Development, Screening, and Validation of Camelid-Derived Nanobodies for Neuroscience Research

Abstract

Nanobodies (nAbs) are recombinant antigen-binding variable domain fragments obtained from heavy-chain-only immunoglobulins. Among mammals, these are unique to camelids (camels, llamas, alpacas, etc.). Nanobodies are of great use in biomedical research due to their efficient folding and stability under a variety of conditions, as well as their small size. The latter characteristic is particularly important for nAbs used as immunolabeling reagents, since this can improve penetration of cell and tissue samples compared to conventional antibodies, and also reduce the gap distance between signal and target, thereby improving imaging resolution. In addition, their recombinant nature allows for unambiguous definition and permanent archiving in the form of DNA sequence, enhanced distribution in the form of sequences or plasmids, and easy and inexpensive production using well-established bacterial expression systems, such as the IPTG induction method described here. This article will review the basic workflow and process for developing, screening, and validating novel nAbs against neuronal target proteins.
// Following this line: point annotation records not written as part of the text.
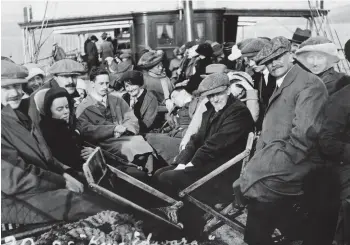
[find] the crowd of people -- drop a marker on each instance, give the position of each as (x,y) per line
(170,122)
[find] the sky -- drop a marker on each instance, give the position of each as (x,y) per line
(12,12)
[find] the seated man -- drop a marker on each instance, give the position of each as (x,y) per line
(167,143)
(108,121)
(222,135)
(34,185)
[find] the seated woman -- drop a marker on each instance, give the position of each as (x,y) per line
(168,141)
(58,126)
(143,102)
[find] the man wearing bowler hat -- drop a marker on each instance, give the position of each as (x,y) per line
(299,36)
(287,148)
(35,187)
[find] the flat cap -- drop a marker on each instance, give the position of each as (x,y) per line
(134,77)
(150,59)
(276,47)
(66,67)
(214,68)
(252,48)
(12,73)
(214,83)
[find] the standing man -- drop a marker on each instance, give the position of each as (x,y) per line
(284,155)
(35,187)
(106,48)
(264,82)
(65,74)
(92,53)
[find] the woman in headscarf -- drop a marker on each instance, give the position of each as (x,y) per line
(58,126)
(143,102)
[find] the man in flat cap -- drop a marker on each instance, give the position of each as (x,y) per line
(222,135)
(286,150)
(35,186)
(65,74)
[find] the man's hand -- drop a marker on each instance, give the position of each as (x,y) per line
(180,167)
(86,152)
(72,184)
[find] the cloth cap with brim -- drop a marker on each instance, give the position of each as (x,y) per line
(214,68)
(314,41)
(34,72)
(125,55)
(276,47)
(205,49)
(253,47)
(213,84)
(235,53)
(240,76)
(12,73)
(328,49)
(218,49)
(67,67)
(150,59)
(300,35)
(134,77)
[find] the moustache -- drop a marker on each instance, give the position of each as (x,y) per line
(71,85)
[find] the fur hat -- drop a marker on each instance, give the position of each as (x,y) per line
(273,49)
(253,47)
(12,73)
(235,53)
(214,83)
(205,49)
(150,59)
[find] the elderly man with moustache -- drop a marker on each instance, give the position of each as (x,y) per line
(35,187)
(286,151)
(222,135)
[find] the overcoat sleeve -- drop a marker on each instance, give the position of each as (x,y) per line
(130,121)
(309,112)
(21,177)
(335,124)
(151,111)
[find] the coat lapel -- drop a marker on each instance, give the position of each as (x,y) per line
(286,82)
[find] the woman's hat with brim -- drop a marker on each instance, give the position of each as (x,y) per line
(212,84)
(218,49)
(150,59)
(67,67)
(12,73)
(328,49)
(235,53)
(300,35)
(35,71)
(276,47)
(205,49)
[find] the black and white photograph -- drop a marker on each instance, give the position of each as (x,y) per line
(175,122)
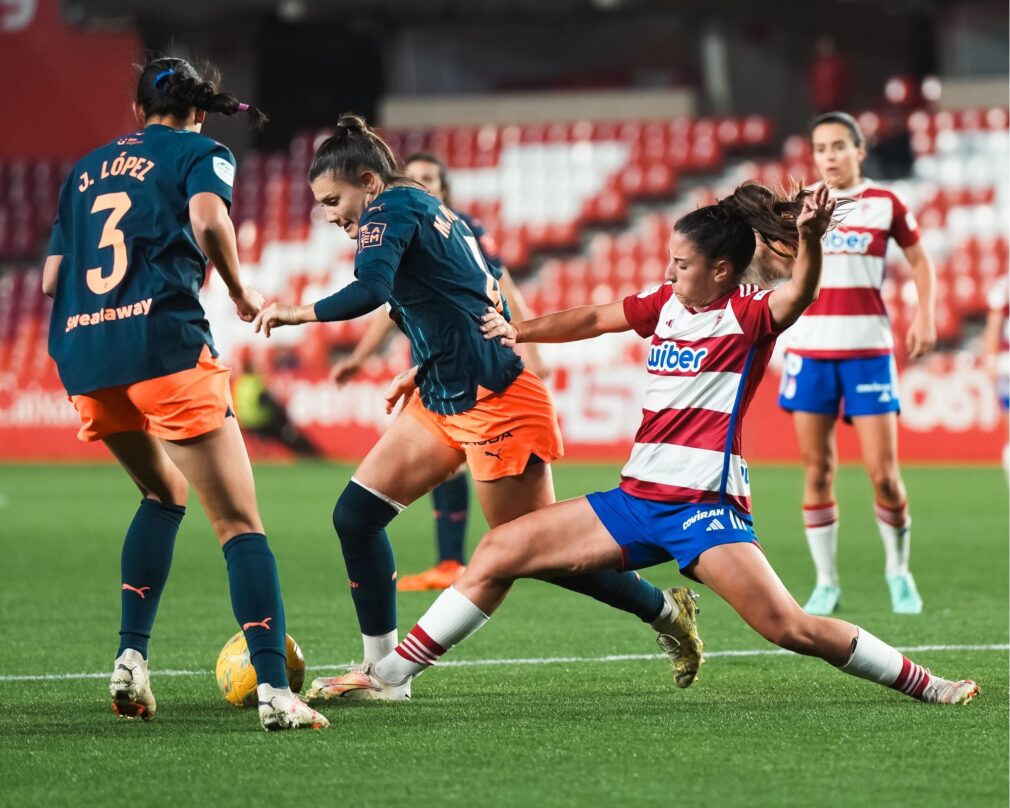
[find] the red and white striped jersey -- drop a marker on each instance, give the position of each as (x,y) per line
(848,318)
(703,370)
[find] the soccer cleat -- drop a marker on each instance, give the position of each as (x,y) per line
(678,635)
(282,709)
(441,576)
(359,684)
(823,600)
(130,687)
(905,597)
(943,691)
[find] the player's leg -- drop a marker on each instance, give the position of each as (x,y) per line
(879,443)
(144,564)
(811,390)
(407,462)
(741,576)
(450,502)
(816,437)
(217,466)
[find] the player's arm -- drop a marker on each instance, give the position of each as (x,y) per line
(379,326)
(215,235)
(51,274)
(921,336)
(519,309)
(571,325)
(790,300)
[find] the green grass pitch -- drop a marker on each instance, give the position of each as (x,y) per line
(754,730)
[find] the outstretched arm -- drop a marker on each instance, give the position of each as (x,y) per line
(790,300)
(571,325)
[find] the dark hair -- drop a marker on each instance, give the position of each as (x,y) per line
(844,119)
(726,229)
(427,157)
(170,86)
(355,147)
The protocols described make use of the most common nAb development method, wherein an immune repertoire from an immunized llama is screened via phage display technology. Selected nAbs can then be taken through validation assays for use as immunolabels or as intrabodies in neurons. © 2020 Wiley Periodicals LLC. Basic Protocol 1: Total RNA isolation from camelid leukocytes Basic Protocol 2: First-strand cDNA synthesis; V_H H and V_H repertoire PCR Basic Protocol 3: Preparation of the phage display library Basic Protocol 4: Panning of the phage display library Basic Protocol 5: Small-scale nAb expression Basic Protocol 6: Sequence analysis of selected nAb clones Basic Protocol 7: Nanobody validation as immunolabels Basic Protocol 8: Generation of nAb-pEGFP mammalian expression constructs Basic Protocol 9: Nanobody validation as intrabodies Support Protocol 1: ELISA for llama serum testing, phage titer, and screening of selected clones Support Protocol 2: Amplification of helper phage stock Support Protocol 3: nAb expression in amber suppressor E. coli bacterial strains.
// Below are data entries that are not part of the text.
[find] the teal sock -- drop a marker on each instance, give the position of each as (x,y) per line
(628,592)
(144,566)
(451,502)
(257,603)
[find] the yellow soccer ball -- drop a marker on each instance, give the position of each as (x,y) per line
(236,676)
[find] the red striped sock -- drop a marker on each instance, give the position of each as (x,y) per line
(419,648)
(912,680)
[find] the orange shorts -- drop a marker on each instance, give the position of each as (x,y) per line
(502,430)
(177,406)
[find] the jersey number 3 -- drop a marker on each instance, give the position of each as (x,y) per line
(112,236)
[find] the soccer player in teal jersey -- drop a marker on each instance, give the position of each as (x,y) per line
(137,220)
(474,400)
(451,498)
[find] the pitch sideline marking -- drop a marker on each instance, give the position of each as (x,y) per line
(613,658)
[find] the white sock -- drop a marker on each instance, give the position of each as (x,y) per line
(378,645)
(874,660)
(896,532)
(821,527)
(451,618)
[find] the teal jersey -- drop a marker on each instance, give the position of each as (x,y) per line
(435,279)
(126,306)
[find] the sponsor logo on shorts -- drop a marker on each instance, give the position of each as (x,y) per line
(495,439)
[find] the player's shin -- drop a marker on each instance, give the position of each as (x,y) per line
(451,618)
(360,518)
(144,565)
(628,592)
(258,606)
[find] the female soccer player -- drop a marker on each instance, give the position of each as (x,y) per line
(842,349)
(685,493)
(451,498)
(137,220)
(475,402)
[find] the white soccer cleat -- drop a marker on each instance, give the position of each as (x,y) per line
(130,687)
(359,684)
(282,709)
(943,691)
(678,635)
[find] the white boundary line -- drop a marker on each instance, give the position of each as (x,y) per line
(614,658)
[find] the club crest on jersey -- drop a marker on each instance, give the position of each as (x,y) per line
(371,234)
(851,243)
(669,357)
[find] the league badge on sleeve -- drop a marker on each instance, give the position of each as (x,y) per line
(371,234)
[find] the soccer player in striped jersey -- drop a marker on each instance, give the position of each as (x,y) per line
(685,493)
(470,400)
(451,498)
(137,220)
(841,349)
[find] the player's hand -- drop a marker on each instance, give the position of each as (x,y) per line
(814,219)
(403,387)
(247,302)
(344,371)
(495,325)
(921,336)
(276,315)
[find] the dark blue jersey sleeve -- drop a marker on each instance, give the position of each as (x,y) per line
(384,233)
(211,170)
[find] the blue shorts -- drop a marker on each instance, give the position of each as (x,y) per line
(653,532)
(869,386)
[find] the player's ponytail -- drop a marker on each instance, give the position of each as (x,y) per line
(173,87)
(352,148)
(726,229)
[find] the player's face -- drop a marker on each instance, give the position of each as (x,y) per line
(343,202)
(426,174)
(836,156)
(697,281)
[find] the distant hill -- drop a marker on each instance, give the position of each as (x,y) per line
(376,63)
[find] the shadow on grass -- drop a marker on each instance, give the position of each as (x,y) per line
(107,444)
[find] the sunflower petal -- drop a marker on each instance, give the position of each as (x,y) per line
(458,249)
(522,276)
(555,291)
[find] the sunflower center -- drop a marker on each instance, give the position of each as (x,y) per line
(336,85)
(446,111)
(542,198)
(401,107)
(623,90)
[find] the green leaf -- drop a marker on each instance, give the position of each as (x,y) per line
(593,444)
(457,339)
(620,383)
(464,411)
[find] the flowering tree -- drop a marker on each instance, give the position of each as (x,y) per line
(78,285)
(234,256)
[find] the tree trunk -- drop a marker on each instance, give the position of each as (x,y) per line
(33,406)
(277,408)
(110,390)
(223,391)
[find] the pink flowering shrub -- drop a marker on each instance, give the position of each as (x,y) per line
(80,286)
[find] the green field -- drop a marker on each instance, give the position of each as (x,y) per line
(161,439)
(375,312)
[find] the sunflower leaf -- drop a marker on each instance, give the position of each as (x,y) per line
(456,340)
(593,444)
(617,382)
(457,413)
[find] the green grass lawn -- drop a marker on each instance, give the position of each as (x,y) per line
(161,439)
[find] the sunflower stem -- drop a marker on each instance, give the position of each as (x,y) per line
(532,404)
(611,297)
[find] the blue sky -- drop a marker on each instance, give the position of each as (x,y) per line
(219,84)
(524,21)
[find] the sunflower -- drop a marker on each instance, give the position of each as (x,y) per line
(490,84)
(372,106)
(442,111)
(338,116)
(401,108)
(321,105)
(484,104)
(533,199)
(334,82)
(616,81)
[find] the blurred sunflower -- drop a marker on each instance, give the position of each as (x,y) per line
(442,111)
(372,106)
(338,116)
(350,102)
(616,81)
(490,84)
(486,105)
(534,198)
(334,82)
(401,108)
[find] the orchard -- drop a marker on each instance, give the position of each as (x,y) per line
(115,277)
Keywords: ELISA; immunocytochemistry; immunohistochemistry; intrabodies; nanobodies; phage display; recombinant antibodies.

Figure 1.

Flowchart of the llama leukocyte RNA isolation procedure performed using the LeukoLok™ Total RNA isolation system from Thermo Fisher (Catalog #AM1923).

Figure 2.

Schematic diagrams of the conventional and sandwich panning procedures. A) Conventional panning. Wells of a 96-well microtiter plate are coated directly with the target protein. B) Sandwich panning. Wells of a 96-well plate are first coated with an antibody against the target protein, then incubated with the target protein which binds to the antibody. In both cases the target-containing wells are then incubated with the nAb phage display library. Phage displaying target-specific nAbs on their pili will bind to the attached target protein whereas those displaying non-target specific nAbs will not and remain in solution. After washing away the non-target specific nAbs, the bound target-specific nAbs are eluted and retained for further analysis and use. Steps common to both procedures are in black font.